For decades, Republicans have told us that school choice, not school funding, is the only way out of our race to the bottom. We need more choice, end of story. And every year, we expand choice with more vouchers for private schools, more tuition tax credits, and more charter schools.
The result of all this school choice? Nada.
We have the friendliest school choice policies in the country, but that hasn’t moved the needle. Not even a little. Our test scores, when compared nationally over the course of the last three decades, are stagnant. Our achievement gap is still painfully, pathetically wide.
And yet, here we are in another legislative session debating… more school choice. Seriously folks, doing the same thing over and over again and expecting different results is the definition of insanity. Is it too much to ask to try something new?
I’m not advocating anything radical. I’m not suggesting we dismantle choice programs. All I’m asking is that instead of focusing on choice, why not try funding our schools at a rate close to the national average?
I know some conservatives will be quick to point out that spending doesn’t equal academic achievement. And they’re right, to some extent. Some students aren’t as expensive to educate as others because they have been blessed with richer educational environments. They do not have learning or attention disabilities, have access to quality preschool programs and have economic and parental stability.
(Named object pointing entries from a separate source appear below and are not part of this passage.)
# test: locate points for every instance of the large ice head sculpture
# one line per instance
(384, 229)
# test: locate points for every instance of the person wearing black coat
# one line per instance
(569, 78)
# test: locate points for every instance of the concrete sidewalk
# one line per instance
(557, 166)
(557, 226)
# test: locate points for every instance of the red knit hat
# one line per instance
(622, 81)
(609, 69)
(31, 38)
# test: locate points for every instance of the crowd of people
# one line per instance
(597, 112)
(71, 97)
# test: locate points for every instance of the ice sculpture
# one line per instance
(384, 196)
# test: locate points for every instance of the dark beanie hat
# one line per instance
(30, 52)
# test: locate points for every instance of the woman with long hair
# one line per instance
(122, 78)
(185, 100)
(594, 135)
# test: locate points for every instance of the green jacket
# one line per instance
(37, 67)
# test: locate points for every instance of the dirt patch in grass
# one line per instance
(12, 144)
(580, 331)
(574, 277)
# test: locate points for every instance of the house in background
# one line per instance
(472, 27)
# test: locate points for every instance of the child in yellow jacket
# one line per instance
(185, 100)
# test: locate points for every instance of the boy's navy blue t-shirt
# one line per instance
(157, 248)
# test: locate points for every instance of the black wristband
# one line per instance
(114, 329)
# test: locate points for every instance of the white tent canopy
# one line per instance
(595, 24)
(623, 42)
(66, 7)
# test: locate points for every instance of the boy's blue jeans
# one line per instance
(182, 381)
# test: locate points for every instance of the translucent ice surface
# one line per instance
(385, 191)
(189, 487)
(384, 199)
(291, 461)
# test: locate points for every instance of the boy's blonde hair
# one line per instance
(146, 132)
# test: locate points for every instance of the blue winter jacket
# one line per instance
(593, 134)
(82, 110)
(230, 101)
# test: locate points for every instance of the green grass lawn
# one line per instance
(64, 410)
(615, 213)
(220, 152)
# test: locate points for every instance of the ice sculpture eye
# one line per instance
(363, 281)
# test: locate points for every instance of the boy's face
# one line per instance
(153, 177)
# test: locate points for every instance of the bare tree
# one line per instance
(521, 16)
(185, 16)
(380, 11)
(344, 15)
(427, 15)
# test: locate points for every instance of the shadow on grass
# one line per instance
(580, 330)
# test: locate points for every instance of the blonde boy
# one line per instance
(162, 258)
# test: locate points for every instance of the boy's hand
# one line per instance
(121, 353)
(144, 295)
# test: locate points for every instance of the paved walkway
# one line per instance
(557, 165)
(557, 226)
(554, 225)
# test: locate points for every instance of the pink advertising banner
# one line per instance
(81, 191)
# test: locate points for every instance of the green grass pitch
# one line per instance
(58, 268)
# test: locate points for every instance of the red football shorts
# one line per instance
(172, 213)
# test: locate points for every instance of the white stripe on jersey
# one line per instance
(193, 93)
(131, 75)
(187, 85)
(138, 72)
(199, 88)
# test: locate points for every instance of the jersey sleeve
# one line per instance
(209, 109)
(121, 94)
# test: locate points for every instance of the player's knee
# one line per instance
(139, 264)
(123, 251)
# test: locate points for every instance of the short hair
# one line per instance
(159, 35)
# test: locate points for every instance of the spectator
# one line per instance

Unfortunately, that’s not the typical Arizona child.
It bears repeating that we have some of the highest childhood poverty rates in the country, which is why we NEED extra funding if we wish to compete nationally. To say that we can educate our kids, many of whom start out with the deck stacked against them, at a lower rate than kids in say, Iowa, is pretty incredulous. We can’t. Let’s stop pretending otherwise.
Let’s also let go of the other oft-repeated myth about Arizona’s bloated administration costs. Governor Ducey is playing into that fable with claims that we must put “Classrooms First” by siphoning money away from administration. While that may sound like a smart plan, it’s really just a cutesy slogan used to disguise more cuts to Arizona schools.
Our schools have some of the lowest administration costs in the nation, especially our district schools, which spend significantly less on admin than charter schools. But you won’t hear about that little tidbit from Governor Ducey or his friends pushing for more cuts. Instead, they want schools to settle the lawsuit with the legislature by giving up on the hundreds of millions of dollars owed to them from a voter-approved initiative to fund inflationary costs.
I find all of this curious considering the Governor sends his own children to a private school that spends considerably more on education than what the state pays for kids at district schools. Surely the Governor’s kids, who have a world of advantages, aren’t more expensive to educate than those facing household insecurity. Is it fair to say he believes his kids are worth the extra cost but ours are not?
Too many of Arizona’s politicians have been quick to ask others to sacrifice, content in knowing their own will be just fine. They don’t worry about “other people’s kids.” This is politics at its worst, and it’s what’s ruling the roost down at the Capitol.
It appears our district superintendents have had just about all they can handle of budget cuts and disingenuous sound bites. They’re asking parents and teachers to protest Ducey’s budget, and they’re taking a beating from Ducey’s big-money supporters (read more about that story here).
I hope Arizonans will show their support for our superintendents and our schools, realizing that “those kids” are “our future.”